Beide Raketenstufen waren bereits nach 6 Minuten ausgebrannt. Danach wäre der Atomsprengkopf rein ballistisch mit 25.698 km/h zum Ziel unterwegs gewesen. Für die damalige Zeit der 60er Jahre eine beachtliche Leistung.

Zum Glück dreht sich die Erde noch und ein Atomkrieg zwischen den USA und der Sowjetunion ist ausgeblieben. Ein Atomkrieg wäre für beide Seiten nicht zu gewinnen gewesen und hätte unsere Zivilisation entweder ausgelöscht oder in der Entwicklung um 1000 Jahre zurück geworfen.

Als Albert Einstein gefragt wurde, mit welchen Waffen der dritte Weltkrieg geführt werden würde war seine Antwort: er wisse es nicht, aber der vierte Weltkrieg würde mit Steinen und Holzknüppeln geführt werden.

Aufbau vom Titan II Atomraketen Bunker

Zeichnerische Darstellung vom verbunkerten Silo Komplex
Zeichnerische Darstellung vom verbunkerten Silo Komplex

Dieser lässt sich in drei Teile zerlegen: Kommandobunker mit runder Kuppel, Einstieg mit mehreren jeweils 3 Tonnen schweren hydraulischen Bunkertüren, der eigentliche Raketensilo.

Der Air Intake Shaft ganz links diente gleichzeitig als Notausstieg. Der Bunker hatte zwei VHF/UHF Antennen, die einen eigenen, kleinen Untergrundbunker hatten. Diese sind hier nicht dargestellt.

Zeichnerische Darstellung vom Atomraketen Silo Komplex

Diese quer über die USA verteilten 54 Anlagen waren alle gleich aufgebaut. Ich hab auf der Darstellung, welche eine Anlage von oben zeigt, die Positionen von Silo und Kontrollzentrum in grün eingezeichnet.

Zusätzlich hab ich die Betonfundamente zum abstellen der Treibstoff / Oxidator Tankfahrzeuge markiert. Diese sind nach dem Rückbau der Anlagen fast immer erhalten geblieben. Durch ihre markante, um 45° verdrehte Position an der Oberfläche lassen sie einen Rückschluss darauf zu, wo der Silo einmal gewesen ist. Oder wo sich der Kommandobunker immer noch unter der Erde befindet.

Beim Rückbau in den 80er Jahren wurde der Kommandobunker jeweils leer geräumt, aber nicht gesprengt. Gesprengt wurden die oberen 8 Meter vom ebenfalls entkernten Silo, um die Grube nach 30 Tagen mit Schutt oder Erde zu füllen. Die Russen hatten daher einen Monat Zeit, den Fortschritt mit Spionagesatelliten zu beobachten.

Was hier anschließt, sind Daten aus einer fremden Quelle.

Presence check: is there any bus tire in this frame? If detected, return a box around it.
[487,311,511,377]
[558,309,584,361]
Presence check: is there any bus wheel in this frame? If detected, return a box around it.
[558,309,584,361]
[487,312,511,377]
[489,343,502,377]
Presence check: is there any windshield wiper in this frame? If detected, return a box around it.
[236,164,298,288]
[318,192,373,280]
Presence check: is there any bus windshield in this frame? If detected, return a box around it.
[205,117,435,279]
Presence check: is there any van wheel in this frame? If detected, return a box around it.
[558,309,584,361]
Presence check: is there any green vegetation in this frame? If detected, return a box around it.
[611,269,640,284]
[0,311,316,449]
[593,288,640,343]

Spurensuche rund um Tucson

Nach dem Rückbau der Bunker wurden die Grundstücke zusammen mit dem angrenzen Land verkauft oder gingen in den Besitz der jeweiligen Gemeinde über. Oft wussten die Käufer überhaupt nicht, dass sie neben dem Ackerland Relikte aus der Zeit des kalten Krieges erworben hatten.

Metalle oder brauchbare Ausrüstung sind vor der Abrüstung ausgebaut worden, aber der Tunnel, der untere Eingangsbereich und der Kommandobunker sind in den meisten Fällen strukturell erhalten geblieben. Bei der Abrüstung ging es vor allem darum, die Raketen und den Raketensilo sichtbar für die Russen zu zerstören.

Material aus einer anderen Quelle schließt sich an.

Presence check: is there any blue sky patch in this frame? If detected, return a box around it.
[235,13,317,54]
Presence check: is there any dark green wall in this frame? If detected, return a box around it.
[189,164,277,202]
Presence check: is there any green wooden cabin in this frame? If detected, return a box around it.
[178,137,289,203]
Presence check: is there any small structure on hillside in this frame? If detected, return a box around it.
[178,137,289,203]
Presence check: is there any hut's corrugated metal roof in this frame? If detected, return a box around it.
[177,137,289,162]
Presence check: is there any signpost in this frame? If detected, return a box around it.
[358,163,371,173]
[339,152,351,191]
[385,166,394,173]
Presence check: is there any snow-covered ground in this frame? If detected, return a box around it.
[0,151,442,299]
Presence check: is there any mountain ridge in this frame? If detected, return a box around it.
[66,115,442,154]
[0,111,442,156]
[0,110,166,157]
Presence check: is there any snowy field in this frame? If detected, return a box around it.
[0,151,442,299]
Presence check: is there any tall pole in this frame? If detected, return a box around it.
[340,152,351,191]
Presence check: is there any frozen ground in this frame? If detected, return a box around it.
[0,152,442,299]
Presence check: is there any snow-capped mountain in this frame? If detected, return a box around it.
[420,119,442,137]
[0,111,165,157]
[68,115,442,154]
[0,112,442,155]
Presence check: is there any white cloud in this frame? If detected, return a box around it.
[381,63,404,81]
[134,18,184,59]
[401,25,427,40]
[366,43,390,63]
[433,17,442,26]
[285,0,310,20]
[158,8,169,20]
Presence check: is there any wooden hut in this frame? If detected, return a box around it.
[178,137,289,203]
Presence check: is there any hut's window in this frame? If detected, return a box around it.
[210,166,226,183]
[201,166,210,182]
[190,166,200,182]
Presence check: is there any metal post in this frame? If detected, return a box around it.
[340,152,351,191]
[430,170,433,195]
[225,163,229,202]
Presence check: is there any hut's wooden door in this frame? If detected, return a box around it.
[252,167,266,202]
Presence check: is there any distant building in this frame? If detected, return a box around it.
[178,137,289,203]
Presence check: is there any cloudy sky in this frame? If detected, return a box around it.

Die Titan II Raketen wurden auf dem „AMARG Airplane Graveyard“ in Tucson eingelagert, wo auch heute noch tausende Flugzeuge abgestellt sind. Ein Teil ist verwendet worden, um damit Wettersatelliten in eine Umlaufbahn zu schiessen.

Beim Titan II Missile Museum wurde die Siloabdeckung halb offen stehen gelassen und die Hydraulik dafür entfernt. Die Rakete kann daher nicht mehr gestartet werden, weil die Abdeckung im Weg wäre. Abgesehen davon ist die Anlage für Besucher geöffnet und nicht mehr geheim.

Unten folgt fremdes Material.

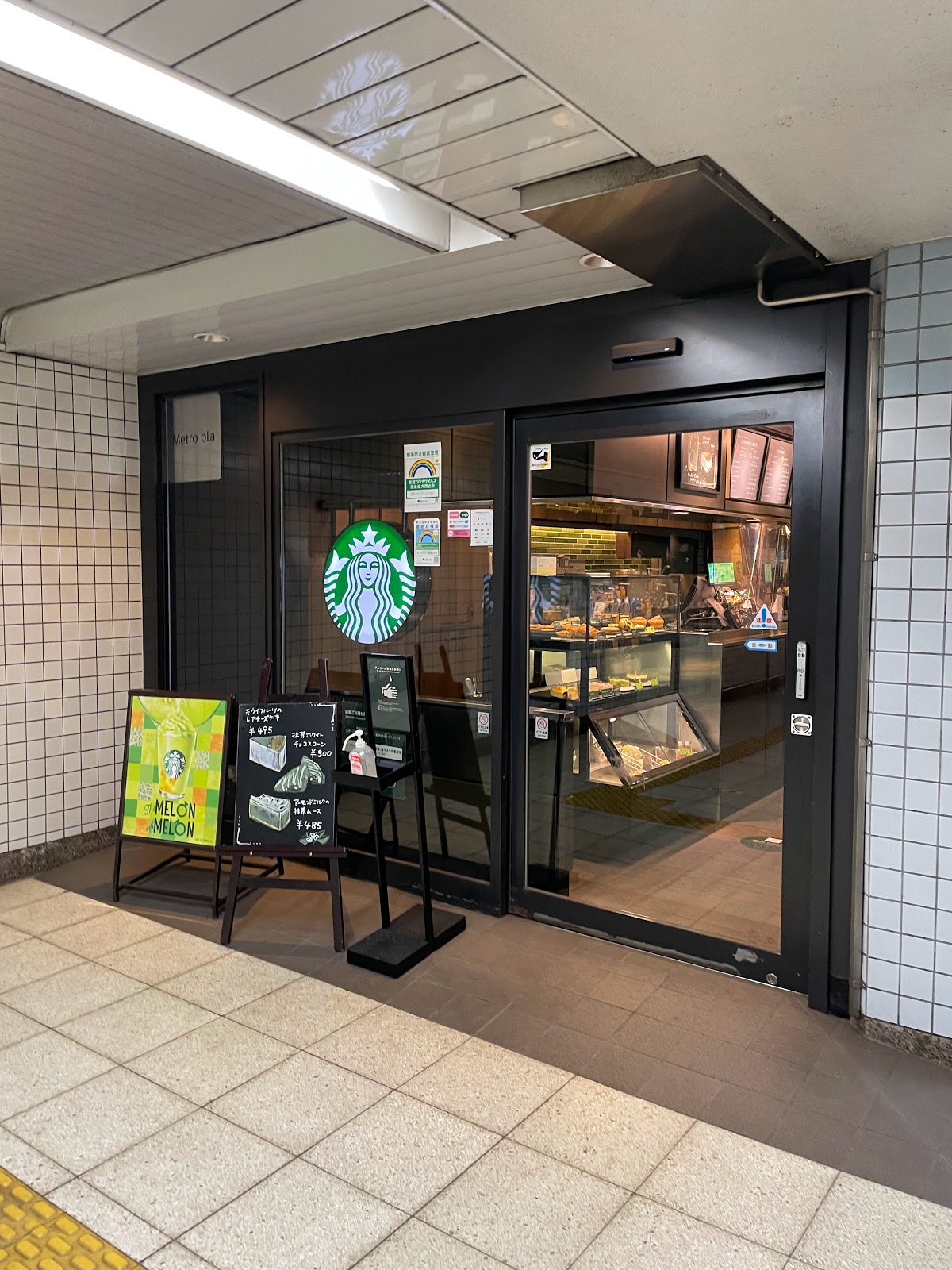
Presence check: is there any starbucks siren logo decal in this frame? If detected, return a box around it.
[324,521,416,644]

Ich war nach dem Museumsbesuch in der Umgebung von Tucson unterwegs, um mir die ehemaligen Abschuss Silos anzuschauen. Fast immer handelt es sich um Privatgrundstücke, mit Verbotschildern und Absperrungen. Besuch unerwünscht und schon gar nicht von Leuten mit einer Schaufel in der Hand.

Trotzdem sind dabei ein paar interessante, aufschlussreiche Aufnahmen entstanden.

Site 571-5 Madera Canyon

Schilder mit Verboten vor der Titan II 571-5 Missile Site

Das Grundstück im Madera Canyon liegt mehr oder weniger brach. Es scheint als Lagerplatz benutzt zu werden und ist nicht öffentlich zugänglich. Unzählige Verbotschilder garnieren den Eingang.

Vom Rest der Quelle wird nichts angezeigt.